簡便(的)な会計処理(四半期財務諸表)2010.1.15 |
質 問
四半期財務諸表における「簡便的な会計処理」(簡便な会計処理)について、教えてください。
回 答
四半期財務諸表の作成のために採用する会計処理の原則及び手続は、四半期特有の会計処理を除き、原則として年度の財務諸表の作成にあたって採用する会計処理の原則及び手続に準拠しなければなりません。
ただし、四半期では、年度及び中間よりも開示の迅速性が求められていることから、四半期会計期間及び期首からの累計期間に係る企業集団の財政状態、経営成績及びキャッシュ・フローの状況に関する財務諸表利用者の判断を誤らせない限り、簡便的な会計処理によることができます。
1.簡便的な会計処理の具体例
企業会計基準第12号「四半期財務諸表に関する会計基準」の47項では、簡便的な会計処理の例示として、以下を挙げています。

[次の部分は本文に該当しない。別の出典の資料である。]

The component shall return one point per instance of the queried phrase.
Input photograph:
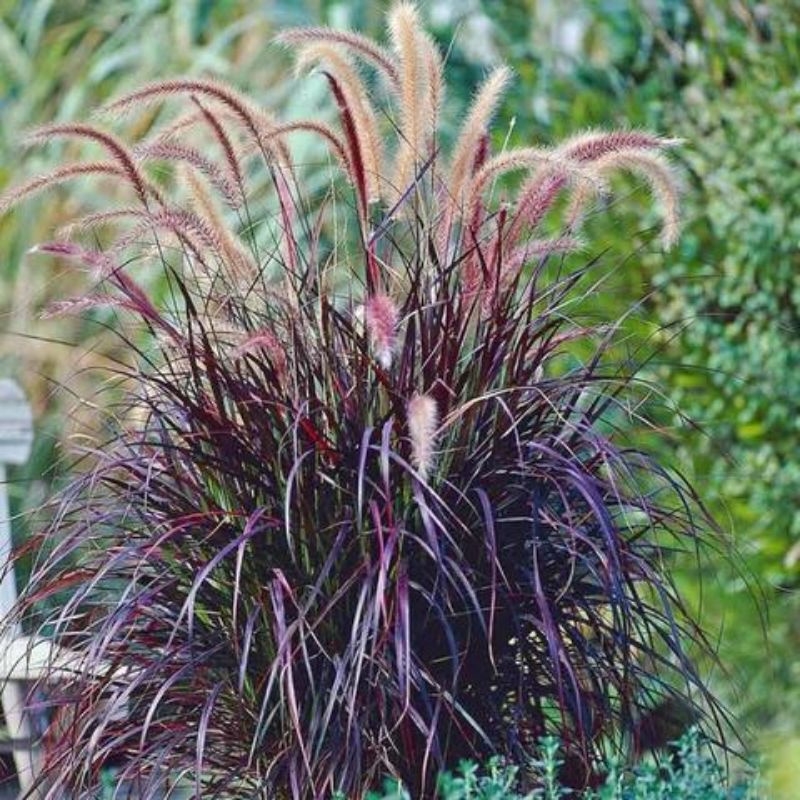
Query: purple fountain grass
(367, 513)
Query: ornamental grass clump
(365, 512)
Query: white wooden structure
(16, 437)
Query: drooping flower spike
(366, 512)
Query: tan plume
(359, 103)
(423, 423)
(408, 41)
(475, 126)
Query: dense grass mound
(366, 510)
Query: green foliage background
(722, 313)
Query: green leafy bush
(691, 774)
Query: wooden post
(16, 436)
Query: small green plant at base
(691, 774)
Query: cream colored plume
(476, 125)
(410, 44)
(341, 66)
(423, 422)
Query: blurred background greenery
(721, 313)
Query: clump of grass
(366, 513)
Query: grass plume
(364, 511)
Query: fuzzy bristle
(423, 422)
(381, 317)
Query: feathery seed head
(381, 317)
(423, 422)
(315, 597)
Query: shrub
(692, 774)
(369, 509)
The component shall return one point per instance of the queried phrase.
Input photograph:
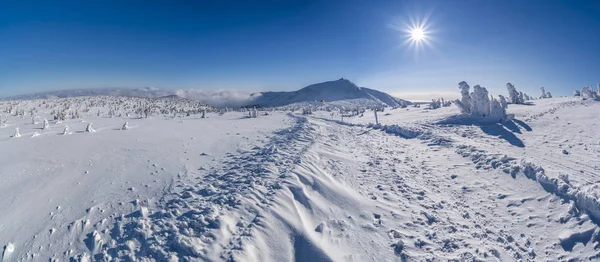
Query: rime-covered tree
(67, 130)
(503, 102)
(480, 102)
(544, 94)
(497, 111)
(464, 104)
(46, 125)
(90, 128)
(588, 93)
(514, 96)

(中間(連結)財務諸表作成基準で、簡便的な会計処理として既に認められている項目)
・棚卸資産の実地棚卸の省略
・減価償却方法に定率法を採用している場合の減価償却費の期間按分計算
・退職給付費用の期間按分計算
・連結会社相互間の債権債務の相殺における差異調整の省略
・連結会社相互間の取引によって生じた未実現損益の消去における見積り計算
(上記に加え、四半期財務諸表の作成において簡便的な会計処理として考えられる項目)
・一般債権の貸倒見積高の算定方法
・棚卸資産の収益性の低下による簿価切下げの方法
・原価差異の配賦方法
・固定資産の減価償却費の算定方法
・経過勘定項目の処理方法
・税金費用の算定方法
2.開示事例分析結果
簡便的な会計処理を適用した場合には、重要性が乏しい場合を除き、その旨及びその内容を開示する必要があります。平成21年6月第1四半期における任意の285社を対象とした分析の結果、簡便的な会計処理の開示状況は下表のとおりです。
| 項目 | 会社数 |
| 一般債権の貸倒見積高の算定方法 | 72 |
| 棚卸資産の評価方法 実地棚卸の省略 収益性の低下による簿価切下げ |
113 65 |
| 原価差異の配賦方法 | 4 |
| 固定資産の減価償却費の算定方法 定率法の場合の期間按分 予算に基づく年間償却予定額を期間按分 |
103 28 |
| 経過勘定項目の処理方法 | 12 |
| 法人税等並びに繰延税金資産・負債の算定方法 加減算項目や控除項目を重要なものに限定 繰延税金資産の回収可能性の判断 |
64 134 |
| 連結相互間の債権債務及び取引の相殺消去 | 4 |
| 未実現損益の消去 | 3 |
(出典:トーマツリサーチセンター会計情報Vol.399/2009年11月号「四半期報告書(第1四半期)の開示事例分析」)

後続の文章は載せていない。